And what do you say happened in Genesis 3 that inserted little variances in the teaching of the Bible ? Are you saying the text is invalid because it quotes the serpent ?
Or that all the re-formed denominations and sects are of the adversary ?
Or there is only one teaching of the Bible that is valid, and if so, who holds the keys ?

Do you believe what Jesus said, not believe, or fall in the camp of ye of little faith ?

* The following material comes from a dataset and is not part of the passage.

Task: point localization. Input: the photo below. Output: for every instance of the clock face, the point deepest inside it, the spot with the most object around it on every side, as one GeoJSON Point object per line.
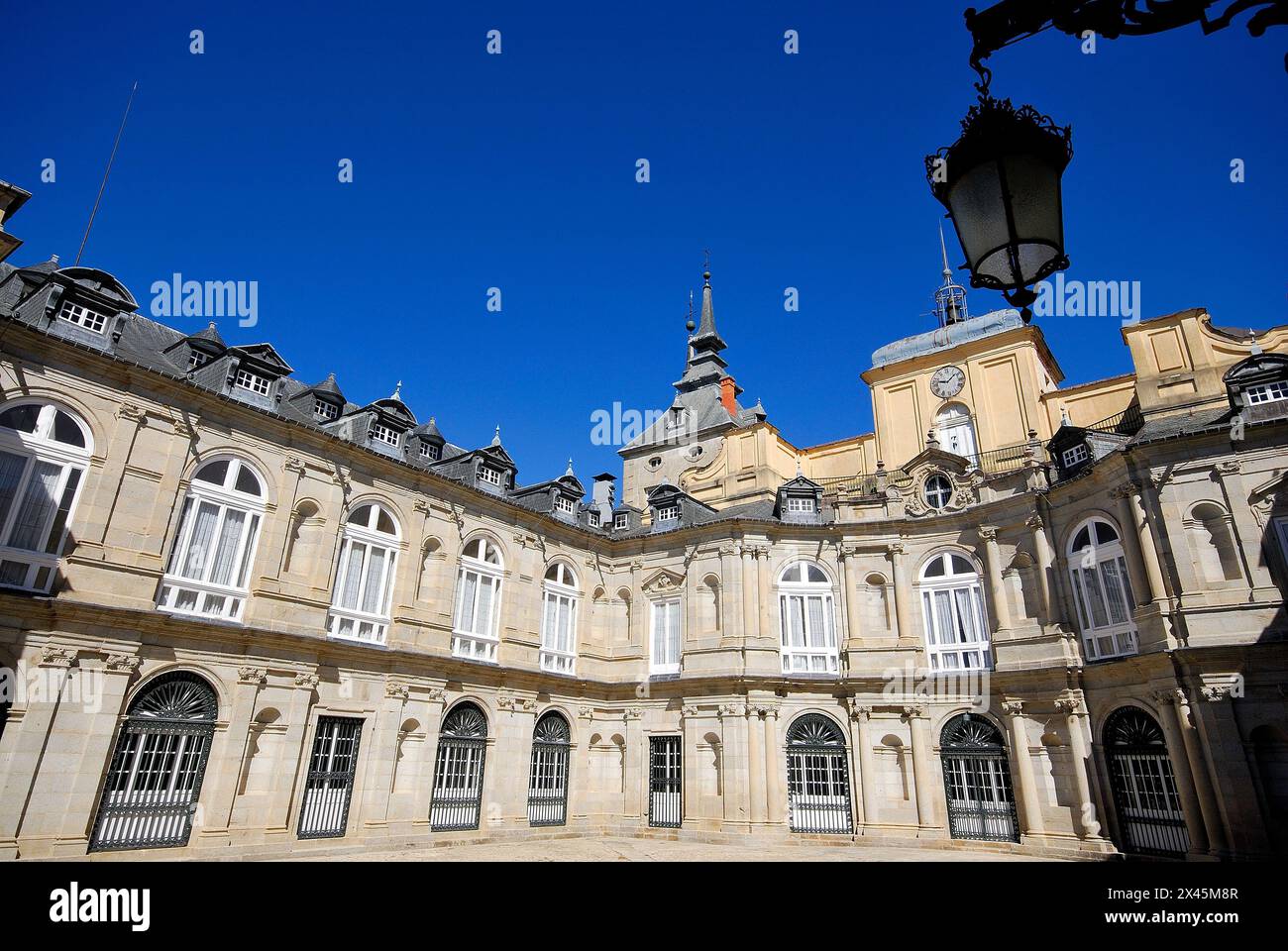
{"type": "Point", "coordinates": [947, 381]}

When Jesus came into the coasts of Caesarea Philippi, he asked his disciples, saying, Whom do men say that I the Son of man am? And they said, Some say that thou art John the Baptist: some, Elias; and others, Jeremias, or one of the prophets. He saith unto them, But whom say ye that I am? And Simon Peter answered and said, Thou art the Christ, the Son of the living God. And Jesus answered and said unto him, Blessed art thou, Simon Barjona: for flesh and blood hath not revealed it unto thee, but my Father which is in heaven. And I say also unto thee, That thou art Peter, and upon this rock I will build my church; and the gates of hell shall not prevail against it. And I will give unto thee the keys of the kingdom of heaven: and whatsoever thou shalt bind on earth shall be bound in heaven: and whatsoever thou shalt loose on earth shall be loosed in heaven.

210 posted on 06/01/2014 2:59:26 PM PDT by af_vet_1981 (The bus came by and I got on, That's when it all began)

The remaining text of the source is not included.